Déclaration du Président de la République au Sommet des pays méditerranéens de l’UE

Athènes, Grèce – Vendredi 9 septembre 2016

LE PRESIDENT : Aujourd’hui nous sommes réunis à Athènes, avec les pays de l’Union européenne qui appartiennent à l’espace méditerranéen. Non pas pour faire une fraction mais au contraire pour en appeler à l’unité de l’Europe.

L’Europe, c’est ce qui fait son sens, comporte des pays qui sont à l’est, au nord et au sud. Ils doivent tous être conscients des enjeux. L’enjeu c’est la protection de nos frontières. Aujourd’hui ce sont les pays du Sud qui en assurent la garantie et qui doivent être donc aidés, renforcés pour justement permettre qu’il puisse y avoir le droit d’asile, mais qu’il puisse y avoir aussi un contrôle efficace de l’immigration, et l’application des accords qui ont été passés notamment avec la Turquie.

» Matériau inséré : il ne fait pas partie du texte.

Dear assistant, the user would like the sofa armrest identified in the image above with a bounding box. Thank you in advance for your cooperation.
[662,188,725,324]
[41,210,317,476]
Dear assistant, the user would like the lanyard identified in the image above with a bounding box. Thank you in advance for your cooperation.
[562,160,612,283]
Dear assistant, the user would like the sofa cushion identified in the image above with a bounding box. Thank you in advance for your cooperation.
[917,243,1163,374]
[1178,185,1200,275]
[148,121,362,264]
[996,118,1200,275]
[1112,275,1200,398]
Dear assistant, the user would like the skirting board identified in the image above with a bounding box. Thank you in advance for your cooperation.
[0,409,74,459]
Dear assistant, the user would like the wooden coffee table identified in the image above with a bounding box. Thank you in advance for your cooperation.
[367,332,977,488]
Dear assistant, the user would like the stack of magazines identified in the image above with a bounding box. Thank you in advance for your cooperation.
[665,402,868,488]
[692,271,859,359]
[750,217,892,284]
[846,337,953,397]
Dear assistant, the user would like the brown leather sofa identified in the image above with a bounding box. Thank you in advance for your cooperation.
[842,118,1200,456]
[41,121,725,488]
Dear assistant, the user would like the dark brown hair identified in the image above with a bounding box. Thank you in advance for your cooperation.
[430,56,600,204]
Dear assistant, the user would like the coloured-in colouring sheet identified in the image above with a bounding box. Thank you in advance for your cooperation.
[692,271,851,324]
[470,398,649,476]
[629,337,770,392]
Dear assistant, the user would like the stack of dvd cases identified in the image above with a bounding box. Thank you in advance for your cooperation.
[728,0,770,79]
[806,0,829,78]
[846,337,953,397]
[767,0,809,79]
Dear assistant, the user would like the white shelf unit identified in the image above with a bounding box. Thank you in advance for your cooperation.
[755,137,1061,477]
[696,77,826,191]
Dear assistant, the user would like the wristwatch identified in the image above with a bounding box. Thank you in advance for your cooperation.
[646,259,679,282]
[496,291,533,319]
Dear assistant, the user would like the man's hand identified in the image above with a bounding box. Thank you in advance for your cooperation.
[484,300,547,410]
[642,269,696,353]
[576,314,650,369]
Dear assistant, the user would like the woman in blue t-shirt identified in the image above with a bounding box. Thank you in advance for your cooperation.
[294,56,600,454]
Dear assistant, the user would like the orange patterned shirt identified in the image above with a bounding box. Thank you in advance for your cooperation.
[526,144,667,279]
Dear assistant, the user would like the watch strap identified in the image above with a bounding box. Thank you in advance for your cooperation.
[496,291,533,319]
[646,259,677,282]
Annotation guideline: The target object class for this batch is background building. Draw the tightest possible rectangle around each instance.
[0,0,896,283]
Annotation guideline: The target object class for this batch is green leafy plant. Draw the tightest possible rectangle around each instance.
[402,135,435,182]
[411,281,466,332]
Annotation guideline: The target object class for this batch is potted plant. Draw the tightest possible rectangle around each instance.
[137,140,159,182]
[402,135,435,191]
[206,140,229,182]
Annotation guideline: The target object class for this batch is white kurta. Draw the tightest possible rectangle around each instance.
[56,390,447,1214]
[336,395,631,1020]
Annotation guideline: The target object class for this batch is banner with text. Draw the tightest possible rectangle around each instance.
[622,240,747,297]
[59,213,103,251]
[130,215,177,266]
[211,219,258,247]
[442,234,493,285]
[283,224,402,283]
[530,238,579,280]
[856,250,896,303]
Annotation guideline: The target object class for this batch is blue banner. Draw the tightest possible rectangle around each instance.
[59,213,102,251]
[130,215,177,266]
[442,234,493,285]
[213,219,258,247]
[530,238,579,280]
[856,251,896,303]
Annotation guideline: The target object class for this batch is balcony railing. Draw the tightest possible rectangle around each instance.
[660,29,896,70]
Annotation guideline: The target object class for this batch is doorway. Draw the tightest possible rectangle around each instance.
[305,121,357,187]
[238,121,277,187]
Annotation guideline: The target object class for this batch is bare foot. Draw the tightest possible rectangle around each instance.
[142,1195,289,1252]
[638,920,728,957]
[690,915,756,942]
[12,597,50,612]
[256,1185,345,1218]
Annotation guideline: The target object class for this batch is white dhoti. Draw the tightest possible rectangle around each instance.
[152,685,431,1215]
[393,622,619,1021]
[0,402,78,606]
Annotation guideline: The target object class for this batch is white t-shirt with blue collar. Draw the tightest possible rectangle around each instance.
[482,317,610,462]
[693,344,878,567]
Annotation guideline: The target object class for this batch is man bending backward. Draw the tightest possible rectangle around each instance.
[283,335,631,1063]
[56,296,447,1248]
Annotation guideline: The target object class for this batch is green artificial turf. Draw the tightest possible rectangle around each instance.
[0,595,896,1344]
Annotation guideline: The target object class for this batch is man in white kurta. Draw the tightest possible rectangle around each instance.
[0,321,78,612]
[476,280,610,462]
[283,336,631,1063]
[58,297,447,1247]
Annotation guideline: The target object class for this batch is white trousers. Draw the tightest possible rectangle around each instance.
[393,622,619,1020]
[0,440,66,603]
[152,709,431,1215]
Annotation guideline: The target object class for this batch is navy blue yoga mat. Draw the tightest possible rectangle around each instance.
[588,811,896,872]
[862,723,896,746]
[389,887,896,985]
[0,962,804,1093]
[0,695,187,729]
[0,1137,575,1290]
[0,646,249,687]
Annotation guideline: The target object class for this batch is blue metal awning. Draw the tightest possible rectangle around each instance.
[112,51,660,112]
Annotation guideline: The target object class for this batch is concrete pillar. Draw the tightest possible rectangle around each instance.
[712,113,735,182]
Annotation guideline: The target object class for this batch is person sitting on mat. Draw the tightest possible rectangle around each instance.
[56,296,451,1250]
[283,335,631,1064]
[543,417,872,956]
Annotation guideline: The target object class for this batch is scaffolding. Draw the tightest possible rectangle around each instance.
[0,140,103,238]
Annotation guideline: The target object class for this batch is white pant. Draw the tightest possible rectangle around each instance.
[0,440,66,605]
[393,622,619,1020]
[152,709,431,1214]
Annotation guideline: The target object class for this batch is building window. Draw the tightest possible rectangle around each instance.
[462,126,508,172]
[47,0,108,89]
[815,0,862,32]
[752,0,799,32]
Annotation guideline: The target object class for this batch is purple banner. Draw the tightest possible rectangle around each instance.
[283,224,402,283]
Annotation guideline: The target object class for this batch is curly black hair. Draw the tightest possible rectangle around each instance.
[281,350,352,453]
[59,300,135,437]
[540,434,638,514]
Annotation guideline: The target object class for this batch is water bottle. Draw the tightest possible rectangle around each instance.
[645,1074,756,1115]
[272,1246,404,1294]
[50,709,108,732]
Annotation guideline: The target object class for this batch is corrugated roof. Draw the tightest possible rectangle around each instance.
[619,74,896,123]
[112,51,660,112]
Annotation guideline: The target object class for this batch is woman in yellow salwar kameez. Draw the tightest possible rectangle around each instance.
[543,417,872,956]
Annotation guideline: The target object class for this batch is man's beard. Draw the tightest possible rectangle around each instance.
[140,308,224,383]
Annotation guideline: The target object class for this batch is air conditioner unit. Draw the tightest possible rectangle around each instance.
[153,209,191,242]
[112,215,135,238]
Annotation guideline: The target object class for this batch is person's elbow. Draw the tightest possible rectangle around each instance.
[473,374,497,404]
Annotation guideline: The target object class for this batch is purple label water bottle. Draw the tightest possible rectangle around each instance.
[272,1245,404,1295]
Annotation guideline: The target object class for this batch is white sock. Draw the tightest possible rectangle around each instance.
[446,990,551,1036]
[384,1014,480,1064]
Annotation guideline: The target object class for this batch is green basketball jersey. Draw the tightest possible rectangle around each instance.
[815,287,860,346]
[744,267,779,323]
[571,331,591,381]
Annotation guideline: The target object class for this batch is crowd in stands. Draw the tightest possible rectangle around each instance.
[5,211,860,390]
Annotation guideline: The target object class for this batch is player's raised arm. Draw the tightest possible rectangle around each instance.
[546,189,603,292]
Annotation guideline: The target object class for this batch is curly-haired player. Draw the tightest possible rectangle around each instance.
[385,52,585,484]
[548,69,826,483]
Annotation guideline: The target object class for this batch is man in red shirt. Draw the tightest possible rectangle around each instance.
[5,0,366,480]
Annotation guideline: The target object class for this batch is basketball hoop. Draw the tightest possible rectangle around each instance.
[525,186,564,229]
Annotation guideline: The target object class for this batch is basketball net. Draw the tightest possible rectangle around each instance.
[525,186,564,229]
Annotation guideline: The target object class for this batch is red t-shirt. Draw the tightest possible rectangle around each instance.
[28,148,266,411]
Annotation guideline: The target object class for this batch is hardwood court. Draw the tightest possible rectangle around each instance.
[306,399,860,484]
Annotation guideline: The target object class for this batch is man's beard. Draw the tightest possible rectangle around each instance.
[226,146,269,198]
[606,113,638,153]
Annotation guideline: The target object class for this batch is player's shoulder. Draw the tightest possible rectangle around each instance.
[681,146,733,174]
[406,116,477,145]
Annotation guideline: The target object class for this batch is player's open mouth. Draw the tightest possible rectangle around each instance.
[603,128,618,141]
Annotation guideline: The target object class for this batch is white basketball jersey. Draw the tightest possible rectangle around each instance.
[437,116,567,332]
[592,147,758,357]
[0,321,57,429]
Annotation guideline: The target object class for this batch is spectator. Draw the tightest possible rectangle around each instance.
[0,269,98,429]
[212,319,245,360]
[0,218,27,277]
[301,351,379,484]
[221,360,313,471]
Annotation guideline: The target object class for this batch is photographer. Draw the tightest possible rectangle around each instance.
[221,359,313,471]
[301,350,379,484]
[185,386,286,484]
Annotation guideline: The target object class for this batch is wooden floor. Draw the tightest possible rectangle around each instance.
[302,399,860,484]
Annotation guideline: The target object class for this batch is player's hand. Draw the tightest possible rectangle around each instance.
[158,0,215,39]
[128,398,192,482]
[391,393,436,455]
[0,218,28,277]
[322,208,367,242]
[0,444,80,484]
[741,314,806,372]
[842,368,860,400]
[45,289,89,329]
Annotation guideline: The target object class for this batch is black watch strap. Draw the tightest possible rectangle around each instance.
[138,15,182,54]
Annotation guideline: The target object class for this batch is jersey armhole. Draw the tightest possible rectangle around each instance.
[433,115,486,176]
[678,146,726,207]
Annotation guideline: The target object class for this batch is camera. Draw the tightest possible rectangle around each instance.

Nous sommes réunis aussi parce que les pays d’Europe du Sud sont des pays qui connaissent des situations économiques qui méritent que l’on mette la croissance au coeur des priorités. Je pense à l’Espagne, à l’Italie, à la Grèce mais aussi à la France où nous avons toujours fait prévaloir la priorité de la croissance même si nous respectons un certain nombre de disciplines qui valent pour l’ensemble de l’Europe.
Enfin il y a une troisième dimension. Les pays de l’Europe du Sud sont des pays méditerranéens qui ont conscience que nous devons régler les questions d’immigration en aidant considérablement les pays africains. Je ferai entendre notamment cette voix ici, parce qu’il y a des fonds qui ont été mobilisés, il y a des engagements qui ont été pris, y compris lors de la COP21, et nous devons soutenir le développement de l’Afrique et éviter que les pays qui sont les plus pauvres puissent soutenir des courants migratoires qui seraient au détriment de l’intérêt commun.

Enfin, il y a la question de la lutte contre le terrorisme. Nous savons que non loin d’ici, au Moyen-Orient ou en Afrique, il y a des groupes qui se sont installés - je pense à la Libye, je pense à la Syrie, je pense à l’Irak, mais je pense aussi à l’Afrique de l’Ouest. Ces groupes terroristes qui se sont installés exigent qu’on les combatte et que l’on puisse ensemble nous coordonner pour lutter contre les réseaux qui peuvent à un moment frapper nos pays, et je pense notamment à ce qui s’est produit en France.

Voilà le sens de cette réunion : protéger nos frontières, favoriser la croissance, lutter contre l’immigration mais en même temps faire des politiques de développement, et agir ensemble contre le terrorisme.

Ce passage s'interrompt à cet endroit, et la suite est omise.